Se provate a digitare in un motore di ricerca le parole "turismo, petrolio, italia" troverete pagine e pagine di indirizzi che vi rimandano ad articoli praticamente tutti concordi (fatte salve poche ed inascoltate voci contrarie) su di un'affermazione: se solo sfruttassimo adeguatamente le nostre risorse "naturali e culturali" potremmo risollevare le sorti del nostro sistema economico e generare lavoro e ricchezza, se non per tutti, per tantissimi che oggi fanno fatica a trovare lavori soddisfacenti e redditizi. Svariate inchieste confermano che questa è l'opinione comune ad un buon 80% della popolazione italiana e le varie sparate di Briatore (eccone una, nel caso ve le foste perse) sul fatto che ammodernando il settore turistico ed investendo sul turismo di lusso si farebbero miracoli, sono generalmente accolte con lo stesso atteggiamento con cui il credente medio accoglie le parole del suo profeta preferito.
Invece sono tutte cazzate. Ma non sono solo cazzate: queste affermazioni e la visione del mondo che le sottende sono anche uno dei tanti indici dell'arretratezza culturale che affligge il paese, da chi legge i giornali a chi li scrive, da chi lavora nelle aziende a chi le dirige, dai votanti agli eletti, dal volgo alle elite. È a questa arretratezza profonda che è dedicato l'articolo ma, per arrivarci, lasciatemi esaminare con un minimo di dettaglio il mito diffuso secondo cui "il turismo sarebbe il nostro oro nero se solo sapessimo sfruttarlo".
Sgomberiamo subito il campo da un uomo di paglia: il settore turistico italiano (dai trasporti di ogni tipo agli hotel, dai servizi di intrattenimento alla gestione del patrimonio culturale, sino alla professionalità ed all'atteggiamento degli operatori) è arretrato. Fa, in media, abbastanza pena ed offre grandi spazi di miglioramento: non c'è alcun dubbio su questi due fatti. Evito la litania e prendo questo dato per acquisito, non sta qui il punto che voglio discutere: se il settore turistico, nel suo complesso, migliorasse le cose, per chi opera in quel settore, andrebbero meglio. Ma questa banalità dovrebbe suggerire due domande, che sono quelle rilevanti. (i) Perché mai non migliora, cosa lo mantiene arretrato? (ii) Anche se migliorasse e raggiungesse i livelli di, per dire, Francia o Spagna, che effetto si avrebbe sull'aggregato, sul complesso dell'economia?

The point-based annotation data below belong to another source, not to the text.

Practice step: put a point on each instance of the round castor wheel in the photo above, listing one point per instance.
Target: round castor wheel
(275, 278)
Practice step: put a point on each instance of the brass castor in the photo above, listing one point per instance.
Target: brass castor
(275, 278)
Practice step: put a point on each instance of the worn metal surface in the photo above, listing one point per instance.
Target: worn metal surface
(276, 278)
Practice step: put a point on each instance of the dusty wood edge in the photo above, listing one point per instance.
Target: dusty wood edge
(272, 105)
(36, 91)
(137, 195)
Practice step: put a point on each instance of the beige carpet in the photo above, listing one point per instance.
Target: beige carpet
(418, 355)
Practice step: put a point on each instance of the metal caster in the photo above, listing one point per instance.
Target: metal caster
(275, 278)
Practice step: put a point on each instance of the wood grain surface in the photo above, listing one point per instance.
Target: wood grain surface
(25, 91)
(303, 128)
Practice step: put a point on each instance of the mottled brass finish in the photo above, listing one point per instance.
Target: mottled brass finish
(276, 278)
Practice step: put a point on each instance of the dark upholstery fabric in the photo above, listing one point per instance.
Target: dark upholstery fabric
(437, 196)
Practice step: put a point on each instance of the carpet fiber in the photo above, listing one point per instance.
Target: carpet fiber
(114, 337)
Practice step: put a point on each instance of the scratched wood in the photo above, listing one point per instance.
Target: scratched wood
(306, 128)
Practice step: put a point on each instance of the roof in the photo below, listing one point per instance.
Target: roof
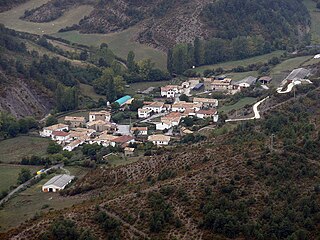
(198, 86)
(265, 78)
(123, 100)
(155, 104)
(205, 100)
(159, 137)
(56, 126)
(60, 133)
(249, 80)
(299, 73)
(103, 112)
(139, 129)
(74, 119)
(123, 139)
(207, 112)
(59, 180)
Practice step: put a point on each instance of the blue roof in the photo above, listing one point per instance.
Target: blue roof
(123, 100)
(198, 86)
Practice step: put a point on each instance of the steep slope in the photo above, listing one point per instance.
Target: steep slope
(229, 186)
(164, 23)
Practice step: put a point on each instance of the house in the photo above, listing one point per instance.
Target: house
(265, 80)
(123, 141)
(297, 74)
(156, 107)
(206, 102)
(124, 100)
(75, 121)
(101, 115)
(129, 152)
(182, 106)
(74, 144)
(140, 131)
(210, 113)
(159, 139)
(170, 91)
(101, 126)
(246, 82)
(144, 113)
(57, 183)
(47, 131)
(60, 136)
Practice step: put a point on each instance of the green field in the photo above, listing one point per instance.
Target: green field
(11, 18)
(12, 150)
(315, 20)
(9, 174)
(240, 104)
(120, 43)
(244, 62)
(31, 201)
(88, 91)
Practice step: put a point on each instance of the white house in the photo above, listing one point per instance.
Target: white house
(60, 136)
(170, 91)
(101, 115)
(144, 113)
(159, 139)
(57, 183)
(47, 131)
(141, 131)
(156, 107)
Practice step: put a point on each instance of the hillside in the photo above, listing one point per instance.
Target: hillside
(164, 23)
(232, 185)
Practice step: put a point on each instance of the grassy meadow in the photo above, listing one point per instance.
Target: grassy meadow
(12, 150)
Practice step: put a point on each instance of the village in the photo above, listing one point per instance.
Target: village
(161, 121)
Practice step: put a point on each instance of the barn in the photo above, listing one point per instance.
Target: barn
(57, 183)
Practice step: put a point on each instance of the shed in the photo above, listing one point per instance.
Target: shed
(198, 86)
(57, 183)
(123, 100)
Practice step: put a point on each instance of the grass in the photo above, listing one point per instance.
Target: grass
(88, 91)
(9, 174)
(12, 150)
(315, 20)
(240, 104)
(120, 43)
(12, 19)
(31, 201)
(244, 62)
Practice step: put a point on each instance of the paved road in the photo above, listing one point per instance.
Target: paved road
(255, 110)
(60, 165)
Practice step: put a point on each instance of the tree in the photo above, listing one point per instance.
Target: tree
(130, 62)
(170, 61)
(24, 175)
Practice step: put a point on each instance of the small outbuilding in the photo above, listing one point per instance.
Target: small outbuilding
(57, 183)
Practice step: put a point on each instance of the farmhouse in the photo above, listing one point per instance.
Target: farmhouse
(75, 121)
(265, 80)
(156, 107)
(159, 139)
(60, 136)
(101, 115)
(144, 113)
(182, 106)
(47, 131)
(206, 102)
(141, 131)
(57, 183)
(170, 91)
(101, 126)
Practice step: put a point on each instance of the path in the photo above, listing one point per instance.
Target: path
(23, 185)
(255, 110)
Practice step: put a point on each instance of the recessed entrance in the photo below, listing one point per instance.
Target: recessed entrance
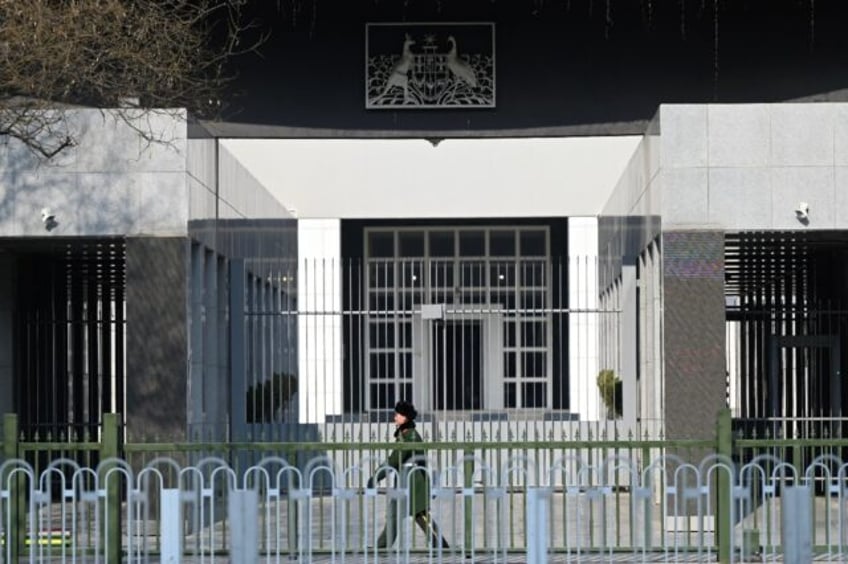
(457, 364)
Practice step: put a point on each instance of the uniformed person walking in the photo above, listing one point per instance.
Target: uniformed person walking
(409, 463)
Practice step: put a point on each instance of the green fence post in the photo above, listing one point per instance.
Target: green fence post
(109, 449)
(16, 532)
(724, 446)
(468, 483)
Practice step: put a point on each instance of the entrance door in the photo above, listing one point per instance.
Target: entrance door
(457, 364)
(458, 360)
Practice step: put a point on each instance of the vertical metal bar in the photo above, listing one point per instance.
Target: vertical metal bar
(109, 449)
(16, 526)
(237, 350)
(724, 446)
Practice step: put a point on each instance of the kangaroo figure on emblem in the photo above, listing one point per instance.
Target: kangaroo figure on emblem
(400, 72)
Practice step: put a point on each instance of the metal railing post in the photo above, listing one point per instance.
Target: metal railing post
(109, 450)
(468, 484)
(724, 446)
(16, 528)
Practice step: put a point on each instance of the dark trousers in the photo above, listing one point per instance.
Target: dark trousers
(424, 521)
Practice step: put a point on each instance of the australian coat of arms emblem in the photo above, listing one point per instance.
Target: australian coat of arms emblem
(430, 65)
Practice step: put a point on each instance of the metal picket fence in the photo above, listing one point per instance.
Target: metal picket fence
(607, 501)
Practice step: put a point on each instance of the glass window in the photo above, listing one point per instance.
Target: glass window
(441, 244)
(472, 243)
(502, 274)
(533, 364)
(533, 243)
(509, 365)
(382, 366)
(411, 274)
(382, 335)
(381, 274)
(533, 333)
(381, 301)
(505, 300)
(509, 396)
(411, 244)
(533, 273)
(382, 396)
(534, 394)
(405, 334)
(441, 274)
(502, 243)
(381, 244)
(473, 274)
(406, 365)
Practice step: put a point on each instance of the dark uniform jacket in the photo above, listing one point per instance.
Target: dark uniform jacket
(410, 467)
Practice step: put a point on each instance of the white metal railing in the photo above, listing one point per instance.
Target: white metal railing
(570, 510)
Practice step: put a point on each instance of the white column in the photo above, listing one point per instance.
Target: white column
(319, 305)
(583, 327)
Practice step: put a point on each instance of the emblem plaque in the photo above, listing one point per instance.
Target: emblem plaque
(429, 65)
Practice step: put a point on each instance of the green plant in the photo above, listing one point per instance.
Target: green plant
(609, 386)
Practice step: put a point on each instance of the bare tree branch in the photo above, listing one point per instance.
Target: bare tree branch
(129, 55)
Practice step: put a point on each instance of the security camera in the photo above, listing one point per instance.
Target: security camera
(48, 218)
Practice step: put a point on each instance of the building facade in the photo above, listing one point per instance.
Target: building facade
(482, 208)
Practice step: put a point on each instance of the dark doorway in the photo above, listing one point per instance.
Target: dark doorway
(457, 361)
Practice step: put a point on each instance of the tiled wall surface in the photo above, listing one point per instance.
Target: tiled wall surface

Per provare a rispondere alla prima domanda osserviamo che il settore turistico italiano non è una eccezione in mezzo agli altri settori della nostra economia. Esso è, in media, tanto arretrato (rispetto ai paesi OECD di riferimento) tanto quanto sono arretrati, in Italia, il settore automobilistico e quello chimico, il tessile ed il bancario, quello educativo e quello statale, eccetera. Il turismo in Italia è arretrato tanto quanto buona parte del sistema economico nazionale perché, oggi come oggi e da circa tre decenni, sono diventati progressivamente sempre più arretrati molti nostri settori economici fatta eccezione, forse, per il design (moda, mobilio e affini), la meccanica (di precisione in particolare), l'alimentare, il farmaceutico e poco altro.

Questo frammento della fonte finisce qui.